Research into the life course and ageing is an interdisciplinary enterprise in which the study of culture and of cultures has become key, allowing gerontologists from a multitude of disciplines to detect and critique myths that denigrate older age or portray later life as essentially a time of dependency and decay.
This Conference aims to deepen empirical, theoretical and reflective approaches to the field of cultural gerontology. It will explore ways in which practices and interpretations shape the experience of ageing, making its impacts more or less habitable and offering resources that human beings can shape and change. The creation and experience of meaning during the life course is a central feature of this topic. Equally, it will be important to challenge social processes connected with ageing that promote exclusion and inequality, and the narratives that support or excuse them.
Cultural gerontology reveals and dissects culturally-determined perceptions, attitudes and effects of human ageing that are not accentuated within other disciplinary approaches. The term ‘culture’ does not entail ignoring economic, social, political and other impacts on ageing, but the study of culture – with its multiplicity of forms – enhances our interrogation of both individual and social choices and constraints connected with ageing. It also explores, for example, the cultural means that can help people and groups to respond to the pressures and opportunities they encounter as they age. It analyses expectations and practices that can help ageing adults to exercise power and resist it, to confront obstacles or sometimes to create them, and to make their lives meaningful both to themselves and to others. The arts, humanities and social sciences thus have a fundamental role to play in the study of human ageing and form an invaluable complement to other areas of gerontological research.

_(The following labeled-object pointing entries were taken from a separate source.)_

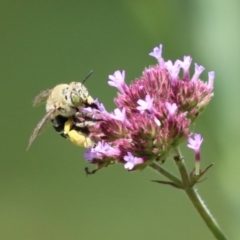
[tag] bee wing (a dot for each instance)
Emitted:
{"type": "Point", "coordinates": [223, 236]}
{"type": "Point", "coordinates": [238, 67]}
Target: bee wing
{"type": "Point", "coordinates": [38, 128]}
{"type": "Point", "coordinates": [41, 97]}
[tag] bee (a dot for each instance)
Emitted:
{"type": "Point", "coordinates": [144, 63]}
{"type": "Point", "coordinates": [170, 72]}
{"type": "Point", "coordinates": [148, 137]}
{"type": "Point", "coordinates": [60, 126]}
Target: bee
{"type": "Point", "coordinates": [62, 103]}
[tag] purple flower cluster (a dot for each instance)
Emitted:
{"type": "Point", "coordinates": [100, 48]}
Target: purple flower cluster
{"type": "Point", "coordinates": [153, 114]}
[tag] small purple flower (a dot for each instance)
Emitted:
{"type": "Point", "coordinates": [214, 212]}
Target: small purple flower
{"type": "Point", "coordinates": [157, 53]}
{"type": "Point", "coordinates": [145, 105]}
{"type": "Point", "coordinates": [131, 161]}
{"type": "Point", "coordinates": [119, 115]}
{"type": "Point", "coordinates": [118, 80]}
{"type": "Point", "coordinates": [173, 70]}
{"type": "Point", "coordinates": [211, 76]}
{"type": "Point", "coordinates": [195, 144]}
{"type": "Point", "coordinates": [153, 115]}
{"type": "Point", "coordinates": [100, 151]}
{"type": "Point", "coordinates": [185, 65]}
{"type": "Point", "coordinates": [198, 71]}
{"type": "Point", "coordinates": [172, 108]}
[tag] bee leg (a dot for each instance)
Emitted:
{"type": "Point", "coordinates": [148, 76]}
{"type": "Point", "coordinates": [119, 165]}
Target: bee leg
{"type": "Point", "coordinates": [80, 139]}
{"type": "Point", "coordinates": [88, 172]}
{"type": "Point", "coordinates": [58, 124]}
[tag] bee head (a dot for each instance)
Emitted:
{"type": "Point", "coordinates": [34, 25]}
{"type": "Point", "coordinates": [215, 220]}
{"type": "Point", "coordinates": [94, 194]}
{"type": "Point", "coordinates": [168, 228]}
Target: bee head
{"type": "Point", "coordinates": [78, 94]}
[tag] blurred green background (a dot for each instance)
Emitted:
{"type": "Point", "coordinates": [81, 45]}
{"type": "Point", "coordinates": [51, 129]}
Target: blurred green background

The Conference will thus welcome research into the process of ageing in its diverse cultural and social manifestations. It will promote discussion of the human ageing process from both interdisciplinary and disciplinary perspectives, including those of anthropology, economics, history, language, literature, the study of the (mass) media, philosophy, politics, psychology, religion, and sociology. In particular, it will welcome research that investigates the different concepts and methods used in multiple disciplines as they attempt to respond to the challenges of ageing.